Tuesday, January 19, 2021

Pop goes the weasel

From the St Louis Fed: 

Managing a New Policy Framework: Paul Volcker, the St. Louis Fed, and the 1979-82 War on Inflation (PDF, 32 pages) by Kevin L. Kliesen and David C. Wheelock

Whether you applaud or outright reject monetarism, 1979-1982 is a significant moment in US economic history. I started reading their paper soon as I found it, one o'clock in the morning no matter.

I got to the fifth paragraph before I had to stop and respond. Kliesen and Wheelock write:

Volcker was a forceful leader who acted on his conviction that a regime change was necessary to bring inflation under control. Many of the obituaries and commentary after his death cited approvingly Volker’s commitment to restoring price stability and the Fed’s credibility. Volcker’s policies were controversial at the time, however, and arguably contributed to a severe “double-dip” recession in 1980-81.

Arguably contributed? Volcker's // oh my god they spell his name two ways in that paragraph! Even the Blogger editor recognizes the misspelling and offers to add a "c".

They say Volcker's policies arguably contributed to a double-dip recession. That's shirking responsibility: There's nothing "arguable" about it. Milton Friedman in Money Mischief:

slow growth and high unemployment are not cures for inflation. They are side effects of a successful cure -- as we found out in 1980-83.

FRED's recession dates (from NBER) for the double-dip -- I don't think I've heard anyone call it that since the 1980s -- are

Peak  Trough
1980-01-01 1980-07-01
1981-07-01 1982-11-01

Date discrepancy: Kliesen and Wheelock refer to the two recessions by their start dates; Friedman captures the whole of those recessions with his dates. Do Kliesen and Wheelock use the dates they use as a way to weasel out of admitting monetary policy's responsibility for the recessions? POP! 

Probably not. I wouldn't even mention it, if not for their use of the word "arguably".


Paul Krugman:

A lot of what we think we know about recession and recovery comes from the experience of the 70s and 80s. But the recessions of that era were very different from the recessions since. Each of the slumps — 1969-70, 1973-75, and the double-dip slump from 1979 to 1982 — were caused, basically, by high interest rates imposed by the Fed to control inflation...

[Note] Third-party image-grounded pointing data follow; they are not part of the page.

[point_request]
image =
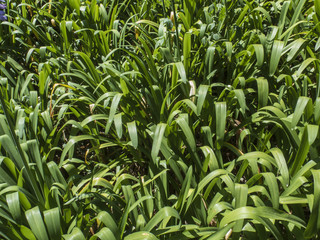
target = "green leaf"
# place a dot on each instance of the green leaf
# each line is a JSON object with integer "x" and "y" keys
{"x": 36, "y": 223}
{"x": 132, "y": 129}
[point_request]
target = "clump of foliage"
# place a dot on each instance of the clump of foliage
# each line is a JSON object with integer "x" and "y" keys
{"x": 131, "y": 119}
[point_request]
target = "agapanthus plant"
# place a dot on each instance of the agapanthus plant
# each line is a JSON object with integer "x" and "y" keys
{"x": 3, "y": 6}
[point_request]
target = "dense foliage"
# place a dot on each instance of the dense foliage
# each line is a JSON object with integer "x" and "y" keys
{"x": 145, "y": 119}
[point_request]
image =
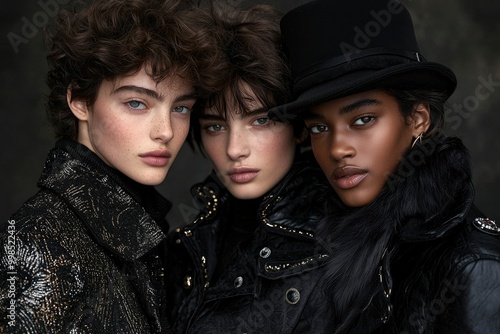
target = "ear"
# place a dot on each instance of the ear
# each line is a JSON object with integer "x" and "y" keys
{"x": 79, "y": 108}
{"x": 421, "y": 119}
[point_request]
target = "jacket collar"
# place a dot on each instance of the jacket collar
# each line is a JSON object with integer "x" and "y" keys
{"x": 106, "y": 201}
{"x": 424, "y": 199}
{"x": 281, "y": 210}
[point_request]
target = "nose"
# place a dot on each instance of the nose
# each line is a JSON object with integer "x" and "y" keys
{"x": 237, "y": 145}
{"x": 341, "y": 147}
{"x": 161, "y": 128}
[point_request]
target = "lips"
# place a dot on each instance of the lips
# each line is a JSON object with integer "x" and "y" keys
{"x": 348, "y": 177}
{"x": 242, "y": 175}
{"x": 156, "y": 158}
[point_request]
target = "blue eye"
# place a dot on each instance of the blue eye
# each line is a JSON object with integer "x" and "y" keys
{"x": 136, "y": 105}
{"x": 182, "y": 110}
{"x": 261, "y": 121}
{"x": 319, "y": 128}
{"x": 214, "y": 128}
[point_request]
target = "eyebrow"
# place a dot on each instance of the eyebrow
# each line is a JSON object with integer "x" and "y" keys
{"x": 345, "y": 109}
{"x": 357, "y": 105}
{"x": 153, "y": 94}
{"x": 250, "y": 113}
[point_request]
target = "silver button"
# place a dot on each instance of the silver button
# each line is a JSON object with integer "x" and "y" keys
{"x": 238, "y": 281}
{"x": 265, "y": 252}
{"x": 292, "y": 296}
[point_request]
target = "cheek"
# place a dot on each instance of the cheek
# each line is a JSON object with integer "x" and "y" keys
{"x": 320, "y": 151}
{"x": 214, "y": 146}
{"x": 111, "y": 131}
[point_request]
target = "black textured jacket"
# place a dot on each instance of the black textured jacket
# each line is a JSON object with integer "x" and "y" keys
{"x": 273, "y": 281}
{"x": 420, "y": 258}
{"x": 82, "y": 255}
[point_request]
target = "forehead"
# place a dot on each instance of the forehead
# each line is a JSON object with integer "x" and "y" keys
{"x": 344, "y": 105}
{"x": 237, "y": 101}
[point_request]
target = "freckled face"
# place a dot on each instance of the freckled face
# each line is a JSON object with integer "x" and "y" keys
{"x": 358, "y": 141}
{"x": 251, "y": 153}
{"x": 136, "y": 125}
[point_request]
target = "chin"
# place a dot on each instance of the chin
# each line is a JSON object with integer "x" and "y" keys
{"x": 246, "y": 193}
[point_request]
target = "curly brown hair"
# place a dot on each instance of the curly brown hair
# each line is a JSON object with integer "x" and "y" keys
{"x": 250, "y": 42}
{"x": 112, "y": 38}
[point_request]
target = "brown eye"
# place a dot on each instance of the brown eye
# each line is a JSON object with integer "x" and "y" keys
{"x": 364, "y": 120}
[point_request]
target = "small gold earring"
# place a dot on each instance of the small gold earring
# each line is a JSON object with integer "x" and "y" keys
{"x": 419, "y": 138}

Since the mid 1980s, however, we’ve had the “Great Moderation,” with inflation quiescent. Post-moderation recessions haven’t been deliberately engineered by the Fed ...

There it is again -- "double-dip". Like me, Krugman is old enough to remember that description in use at the time.

In addition to the recessions identified by Krugman, there was the near-recession of 1966-67: 

Having choked off the money supply as an anti-inflation device in 1966 so tightly that it produced a serious slump in housing and construction (called by some a "mini-recession"), the central bank started pouring out money too quickly and too generously in 1967 and thereby spoon-fed a new inflation.
Source: Stabilizing America's Economy, George A. Nikolaieff, editor; from "Nixonomics: How the Game Plan Went Wrong," by Rowland Evans Jr. and Robert D. Novak, as it appeared in Atlantic Monthly, 228:66-80. July 1971.
And on that note, there is Milton Friedman in Newsweek, October 17, 1966:
The only way to make an expansion of this kind last is to continue to accelerate monetary growth. However, that would produce still more rapid inflation. To avoid this consequence, the Federal Reserve has already sharply reduced monetary growth—indeed, too sharply—to a rate of about 3 per cent a year since April.

The tapering off of monetary growth, like the initial monetary expansion, will at first affect production more than prices...

It is probably too late to avoid a mild recession...

Friedman wasn't afraid to admit that tight money can cause recession.